Hat jemand eine bessere Lösung?

Gruss


Rich


----------



## jasper (9. Dezember 2007)

ich hab das hier:
http://sks-germany.de/sks.php?l=de&a=product&i=5288270026
aber im endeffekt hab ich es noch nie benutzt.


----------



## MTB-News.de




----------



## frogbite (9. Dezember 2007)

Hi, Rich,

jaspers Lösung schützt zwar den Rücken, aber nicht den schweineteuren RP23. Da bei mir das Original-Dämpferschutzblech am Fat Albert schliff (bzw. umgekehrt) und dann den Geist aufgab (das Schutzblech), habe ich mir ne Lizard-Skin für den Dämpfer besorgt. Fand ich aber auch nicht so befriedigend. Also habe ich mir für lau (also eigentlich geschenkt) von meinem Händler noch so einen original Dämpferschutz von Cube besorgt, habe aber innen eine Rinne für den Kabelbinder rausgeschliffen, so dass dieser nicht mehr übersteht und der Abstand Reifen-Schutzblech zumindest etwas größer ist. Seitdem (1/2 Jahr) ist tatsächlich Ruhe. Und falls mir das Blech wieder wegfliegt, kommt das nächst dran. Ist ne günstige und einfache Lösung.

F.B.


----------



## Turbo_R3 (9. Dezember 2007)

richardlevy schrieb:


> Hallo,
> 
> ich habe den Cube Stereo 2006.
> 
> ...


 Ich hab mir wie auf dem Bild zu sehen geholfen. Ein Stück alten Reifen mit Kabelbinder am oberen Teil des Dämpfers befestigt.


----------



## hoerman2201 (9. Dezember 2007)

Turbo_R3 schrieb:


> Ich hab mir wie auf dem Bild zu sehen geholfen. Ein Stück alten Reifen mit Kabelbinder am oberen Teil des Dämpfers befestigt.


ich seh kein bild


----------



## Turbo_R3 (9. Dezember 2007)

hoerman2201 schrieb:


> ich seh kein bild



aber jetzt??


----------



## dave_01 (9. Dezember 2007)

Turbo_R3 schrieb:


> Ein Stück alten Reifen mit Kabelbinder am oberen Teil des Dämpfers befestigt.

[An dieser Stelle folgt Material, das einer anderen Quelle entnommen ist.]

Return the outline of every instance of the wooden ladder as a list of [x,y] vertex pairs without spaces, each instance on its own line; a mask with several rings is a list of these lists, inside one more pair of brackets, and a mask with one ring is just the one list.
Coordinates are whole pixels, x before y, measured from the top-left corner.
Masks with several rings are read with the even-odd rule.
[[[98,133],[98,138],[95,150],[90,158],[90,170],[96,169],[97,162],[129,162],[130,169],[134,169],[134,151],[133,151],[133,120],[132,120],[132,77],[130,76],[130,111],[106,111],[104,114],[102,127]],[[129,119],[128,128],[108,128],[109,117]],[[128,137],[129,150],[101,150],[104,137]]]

Schaut ja nicht schlecht aus, aber stört das nicht beim Einfedern? Muss sich beim Einfedern der alte Reifen verformen?


----------



## Turbo_R3 (9. Dezember 2007)

Der Schutz ist hängt unten frei. Hab das heute auf der ersten Tour getestet und nix störendes bemerkt. Der Kolben des Dämpfers sah recht sauber aus, was man vom Rest des Rades nicht mehr sagen konnte.


----------



## Cube.Team.Biker (13. Dezember 2007)

Hallo

Ich habe auch probleme mit dem orginalen Stereo-Dämpderschutzblech gehabt, im härteren Gelände ist da der mittlere Kabelbinder öfters gerissen und das Schutzblech hats durchgezwirbelt.

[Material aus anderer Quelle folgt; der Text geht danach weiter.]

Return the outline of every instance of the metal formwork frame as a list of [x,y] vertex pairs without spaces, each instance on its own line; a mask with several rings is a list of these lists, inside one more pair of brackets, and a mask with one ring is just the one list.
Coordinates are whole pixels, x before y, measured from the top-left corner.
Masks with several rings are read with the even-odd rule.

Hier meine aktuelle Lösung:

zusätzlich zum Dämpferschutzblech ist um den Kolben ein alter Fahrradschlauch mit Kabelbindern fixiert und über das Ganze habe ich dann einen Speedstuff Neopren Dämpferschutz (da dringt nichts mehr durch)

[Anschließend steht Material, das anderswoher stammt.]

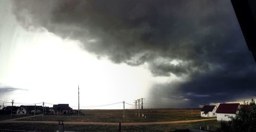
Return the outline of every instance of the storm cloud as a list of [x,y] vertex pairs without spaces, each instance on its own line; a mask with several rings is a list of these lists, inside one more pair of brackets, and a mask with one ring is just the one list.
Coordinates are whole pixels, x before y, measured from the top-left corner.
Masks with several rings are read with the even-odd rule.
[[14,1],[12,7],[28,30],[77,40],[114,63],[147,64],[155,76],[184,78],[156,84],[152,96],[199,104],[255,95],[255,62],[229,1]]
[[12,92],[16,90],[26,90],[25,89],[14,87],[11,86],[6,85],[0,83],[0,94]]

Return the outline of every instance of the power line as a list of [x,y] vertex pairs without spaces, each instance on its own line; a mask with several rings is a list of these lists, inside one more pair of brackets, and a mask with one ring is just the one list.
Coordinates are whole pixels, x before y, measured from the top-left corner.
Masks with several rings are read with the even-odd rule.
[[122,102],[116,102],[116,103],[110,103],[110,104],[103,104],[103,105],[94,105],[94,106],[82,106],[83,107],[102,107],[102,106],[109,106],[109,105],[112,105],[116,104],[119,104],[119,103],[123,103],[123,101]]
[[129,104],[129,105],[133,105],[133,106],[135,106],[135,105],[134,104],[130,104],[130,103],[126,103],[126,102],[124,102],[125,103],[127,104]]

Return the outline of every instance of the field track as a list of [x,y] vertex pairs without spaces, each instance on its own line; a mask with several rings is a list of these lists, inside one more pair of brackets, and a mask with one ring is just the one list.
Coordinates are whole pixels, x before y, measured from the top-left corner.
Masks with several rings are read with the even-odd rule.
[[[41,116],[41,115],[36,115],[36,116]],[[0,123],[50,123],[50,124],[57,124],[57,121],[17,121],[16,120],[22,119],[27,118],[30,118],[34,117],[29,116],[26,117],[22,117],[19,118],[8,119],[6,120],[0,121]],[[122,123],[122,125],[162,125],[162,124],[169,124],[175,123],[189,123],[199,121],[205,121],[209,120],[216,120],[216,118],[209,118],[199,120],[182,120],[182,121],[159,121],[159,122],[124,122]],[[112,122],[74,122],[74,121],[67,121],[63,122],[65,124],[79,124],[79,125],[119,125],[119,123],[112,123]]]

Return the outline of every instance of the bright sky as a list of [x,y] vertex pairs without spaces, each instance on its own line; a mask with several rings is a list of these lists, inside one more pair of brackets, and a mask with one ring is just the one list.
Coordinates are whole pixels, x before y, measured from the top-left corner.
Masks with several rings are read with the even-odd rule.
[[[155,83],[146,64],[132,67],[98,59],[78,41],[63,40],[44,29],[26,31],[16,21],[9,1],[0,4],[0,83],[23,90],[0,93],[0,100],[26,103],[45,101],[80,107],[146,98]],[[122,108],[122,104],[90,108]]]
[[156,2],[0,0],[0,103],[77,108],[78,85],[81,108],[255,97],[255,62],[230,1]]

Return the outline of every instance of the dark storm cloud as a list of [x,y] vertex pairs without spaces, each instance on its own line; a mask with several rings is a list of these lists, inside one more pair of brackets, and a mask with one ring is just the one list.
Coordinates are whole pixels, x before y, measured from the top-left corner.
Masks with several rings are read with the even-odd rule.
[[16,90],[25,90],[25,89],[13,87],[11,86],[5,85],[4,84],[0,83],[0,94],[4,94],[5,93],[9,93],[13,92]]
[[244,97],[241,89],[255,91],[255,63],[229,1],[13,2],[28,30],[42,27],[78,40],[115,63],[146,63],[154,76],[189,78],[176,88],[157,85],[166,97],[210,102]]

und das Schutzblech habe ich überarbeitet und 2 seitliche Befestigungslöcher für die Kabelbinder geschaffen, da wo der Reifen+Dreck nichts mehr ausrichten


----------



## Herr Schwall (13. Dezember 2007)

Hy

Ihr habt Probleme mit dem Cubedämpferschutz weil Ihr noch den alten habt.
Der war anscheinen ein Schnellschuss und schlägt bei vollem Einfedern voll am Umwerfer an und wird an den Reifen gedrückt.
Das "neue" Schutzblech ist an der Stelle ausgeschnitten und kann dadurch nicht mehr mit dem Umwerfer kollidieren.

ride on


----------



## Cube.Team.Biker (13. Dezember 2007)

Den alten bei einem 2007er Modell? 

Stell doch mal ein Pic ein von dem Auschnitt

Danke


----------



## MTB-News.de




----------



## bernd e (13. Dezember 2007)

Bevor die "originalen Schutzbleche" von Cube verfügbar waren eine Eigenkonstruktion: Kunststoff von einem alten Kanister und zwischen Sattelstrebe und Kettenstrebe ein Stück alten Schlauch mit Kabelbinder befestigt. (siehe meine Fotos)


----------



## Herr Schwall (13. Dezember 2007)

nö

habe momentan auch nur ein altes da.



so schauts "neue" aus (schnell mit nem Bildbetrachter ausgeschnitten)

Die ham das im laufe 2007 geändert.

ride on


----------



## wildkater (17. Dezember 2007)

...also bei meinem 2007er war gar kein Schutzblech dabei???


----------



## fatz (17. Dezember 2007)

zwei alte von 06 haette ich noch rumliegen. nagelneu, nie montiert. 
abzugeben gegen eine tafel schoki + porto....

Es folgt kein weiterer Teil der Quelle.